Und wir haben uns gut eingerichtet. Bei meinem ersten Jerusalembesuch Mitte der 1990er-Jahre war ich beinahe froh, ein antiisraelisches Graffiti an einer Hauswand in der Altstadt zu entdecken, half es mir doch aus der Verlegenheit heraus, mein eigenes Weltbild vielleicht  doch einmal hinterfragen zu müssen, nachdem ich gesehen hatte, wie eine Gruppe israelischer Soldaten bzw. Grenzpolizisten einen palästinensischen Jungen gemeinschaftlich verprügelten. Ob hierzulande, wo man so verzweifelt ist auf der Suche nach dem von Thomas Mann behaupteten „anderen Deutschland“, dass man Israel entweder als Heilsmittel zu vergöttern oder aber als Gift zu dämonisieren neigt – oder in den USA, wo das links-liberale Bürgertum seit Jahr und Tag das Prinzip PEP, progressive except Palestine, verinnerlicht hat. Phil Weiss, dessen Blog auf mich eine so inspirierende Wirkung hat ausüben können, dass ich selbst begann, besagter Leidenschaft zu frönen, verzweifelt immer wieder und ausführlich ob dieser selbstgewählten Unmündigkeit, die freilich im Gewande der höchstmöglichen Zivilisiertheit daherkommt.

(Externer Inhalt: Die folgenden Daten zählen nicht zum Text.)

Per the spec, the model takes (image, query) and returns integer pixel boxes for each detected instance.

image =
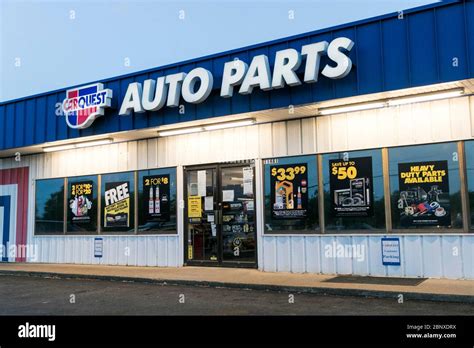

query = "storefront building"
[0,1,474,279]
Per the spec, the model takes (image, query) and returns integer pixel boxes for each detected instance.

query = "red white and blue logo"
[63,83,112,129]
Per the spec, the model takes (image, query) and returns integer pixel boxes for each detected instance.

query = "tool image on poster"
[142,175,170,222]
[270,164,308,219]
[329,157,374,217]
[397,161,451,227]
[69,181,93,224]
[104,181,130,227]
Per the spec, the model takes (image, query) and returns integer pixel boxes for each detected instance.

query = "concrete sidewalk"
[0,263,474,303]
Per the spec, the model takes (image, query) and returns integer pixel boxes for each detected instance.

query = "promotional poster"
[104,181,130,227]
[270,163,308,219]
[142,174,170,222]
[397,161,451,227]
[329,157,374,217]
[68,181,94,224]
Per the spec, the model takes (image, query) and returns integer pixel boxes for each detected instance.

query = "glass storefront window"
[101,172,135,233]
[67,175,98,233]
[138,168,177,233]
[35,179,64,234]
[322,150,385,231]
[264,155,319,233]
[465,141,474,229]
[389,143,462,229]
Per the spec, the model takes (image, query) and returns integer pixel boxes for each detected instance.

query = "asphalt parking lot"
[0,276,474,315]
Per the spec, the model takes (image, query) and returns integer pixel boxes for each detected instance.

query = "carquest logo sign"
[62,83,112,129]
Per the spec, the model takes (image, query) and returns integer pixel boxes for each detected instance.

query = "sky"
[0,0,436,101]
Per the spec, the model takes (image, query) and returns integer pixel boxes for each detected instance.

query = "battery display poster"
[68,181,94,224]
[270,163,308,219]
[329,157,374,217]
[142,174,170,222]
[397,161,451,227]
[104,181,130,227]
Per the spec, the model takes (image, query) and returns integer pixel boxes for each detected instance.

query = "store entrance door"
[184,162,257,268]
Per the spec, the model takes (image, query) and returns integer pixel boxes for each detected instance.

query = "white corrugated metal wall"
[0,97,474,278]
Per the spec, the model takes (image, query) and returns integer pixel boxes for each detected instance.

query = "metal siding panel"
[290,237,305,273]
[352,236,370,276]
[368,236,387,277]
[301,117,317,153]
[422,236,443,278]
[407,11,439,86]
[24,99,38,145]
[304,236,321,273]
[333,236,354,274]
[271,122,288,156]
[262,236,277,272]
[146,236,158,266]
[5,103,15,148]
[386,235,405,277]
[166,236,178,267]
[435,6,468,81]
[463,1,474,77]
[358,22,383,95]
[382,17,410,90]
[461,235,474,279]
[320,236,337,274]
[276,236,291,272]
[137,236,147,266]
[13,102,25,147]
[401,235,423,277]
[286,120,302,155]
[158,236,167,267]
[441,235,463,279]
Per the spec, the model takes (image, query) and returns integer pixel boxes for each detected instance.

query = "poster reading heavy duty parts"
[397,161,451,227]
[329,157,374,217]
[270,163,308,219]
[143,175,170,222]
[104,181,130,227]
[69,181,94,224]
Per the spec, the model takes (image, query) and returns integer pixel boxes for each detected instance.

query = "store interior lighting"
[43,138,114,152]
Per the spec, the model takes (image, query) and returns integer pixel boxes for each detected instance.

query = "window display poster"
[68,181,94,224]
[104,181,130,227]
[397,161,451,227]
[188,196,202,218]
[142,174,170,222]
[270,163,308,219]
[329,157,374,217]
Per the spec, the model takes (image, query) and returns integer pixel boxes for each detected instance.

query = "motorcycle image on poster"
[397,161,451,227]
[270,163,308,219]
[329,157,374,217]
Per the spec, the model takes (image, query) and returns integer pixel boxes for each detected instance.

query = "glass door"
[185,164,257,267]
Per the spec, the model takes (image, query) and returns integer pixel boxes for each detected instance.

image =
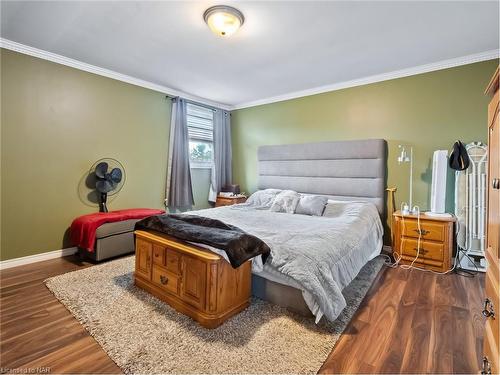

Angesichts des neuerlichen Scheiterns einer US-Regierung, der Botschaft des Friedens in Nahost einen Mehrwort zukommen zu lassen, der jenen eines gerngehörten rhetorischen Stilmittels übertrifft, scheint sich im links-intellektuellen Milieu in Weiss‘ Umfeld der diskursive Wind zu drehen. Nicht nur Israel wird allmählich mit anderen Augen gesehen wie bisher, man erschrickt zuweilen über sich selbst. Weiss zitiert die Gastgeberin der zuletzt von ihm besuchten Party:

„I believed it all. When the Life Magazine cover came out after the 1967 war, with the Israelis on the tank, I thought, This is really a miracle. The people who were almost wiped out in the Holocaust have been reborn. They’re so goodlooking, and they have kibbutzes, they’re on the land, and they won’t be defeated. I never thought that it involved displacing other people. I’ve come to think that I was brainwashed.“

Wie sagt der von mir überhaupt nicht geschätzte DFB-Chefideologe Theo Zwanziger? Man darf sich nicht beruhigt zurücklehnen? Tun wir hierzulande genug, um uns selbst und unsere eigene Gehirn-Gewaschenheit wahrzunehmen? Es ist wohlfeil und heuchlerisch, mit dem Finger genüsslich gen Übersee zu zeigen.

Zerschlagen wir unsere eigene Religion. Entlarven wir sie aber vorher noch als das, was sie ist: Eine riesengroße Ego-Show.